# update appleTV



## ipascm (1 Septembre 2010)

est ce que l'ancienne apple tv est updatable avec le soft du nouvel apple TV??????

---------- Nouveau message ajouté à 21h39 ---------- Le message précédent a été envoyé à 20h27 ----------

pas de mise à jour pour le moment


----------



## wayne (1 Septembre 2010)

ipascm a dit:


> est ce que l'ancienne apple tv est updatable avec le soft du nouvel apple TV??????
> 
> ---------- Nouveau message ajouté à 21h39 ---------- Le message précédent a été envoyé à 20h27 ----------
> 
> pas de mise à jour pour le moment



J'espere que oui, car du point de vue ''matériel'' la nouvelle appleTV semble etre une régression. 
Le seul intéret pour un heureux detenteur de l'appleTV V1, c'est l'evolution logicielle. Et encore, j'attends de voir...


----------



## atari.fr (1 Septembre 2010)

Ok elle est moins cher la nouvelle: 119 euros, 269 euros l'ancienne avec 160go (avant sept 2009: 299 euros la 40 Go)

mais 720p maxi
 l'ancienne: 1080i

l'ancienne avait un disk dur de 160go, la nouvelle pas de HDD

surement plus silencieuse car pas de ventilo

yavait une astuce pour faire tourner MAC OS sur l'ancienne...

Par contre l'ancienne pouvait jouer la musique qui etait stockée sur Itunes (Stream), mais la video je ne sais pas...

Apparement yavait moyen de la cracker pour avoir cette fonction, et aussi de surfer sur le WEB (si crackée)
 super tutos pour cela: 
http://www.macetvideo.com/appletv2_booste/appletv2_booste.html
http://www.maxiapple.com/2008/05/apple-tv-se-debride-avec-atv-flash.html


Les questions:
 1.ATV ancienne: pas de DTS, et la nouvelle ?
 2.ATV crackée : XMBC permet de streamer de la video via Itunes ?
 3.ATV crakcée:  AtvFlash: permet de lire des formats DivX... ?
4.Peut on brancher une souris sur ATV pour saisir plus vite les caracteres ?
 5. l'ancienne Apple TV à jour (version 2.3 je crois), ce que tu écouteras sur ton  Apple TV (et donc sur ta télé), tu pourras le diffuser sur la chaine  hifi branchée en jack/RCA à la borne express.         
   Pour la nouvelle Apple parle du AIRPLAY: mais il faut du materiel audio video compatible (dernier Denon ou Marantz)

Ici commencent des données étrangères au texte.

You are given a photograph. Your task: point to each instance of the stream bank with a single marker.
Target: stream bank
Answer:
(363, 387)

c'est pas mieux d'avoir un mac mini qui lui a un clavier (pour ecrire et rechercher albums ou video) pour diffuser les media sur la TV ? Avec le soft PLEX par exemple

Patrice


----------



## atari.fr (2 Septembre 2010)

J'ai aussi du mal à voir l'interet

Sauf que les boxs n'ont pas une belle image en sortie HDMI
 et je ne sais pas si en VOD sur les boxs ont peut avoir des films en HD ?

Par contre le stream de la musique / Itunes les boxs ne le font pas
 les box font la radio web


----------



## Gwen (2 Septembre 2010)

ipascm a dit:


> est ce que l'ancienne apple tv est updatable avec le soft du nouvel apple TV??????



Il y a peu de chance, ce n'est pas le même hardware du tout.


----------



## ubusky (2 Septembre 2010)

atari.fr a dit:


> Les questions:
> 
> 2.ATV crackée : XMBC permet de streamer de la video via Itunes ?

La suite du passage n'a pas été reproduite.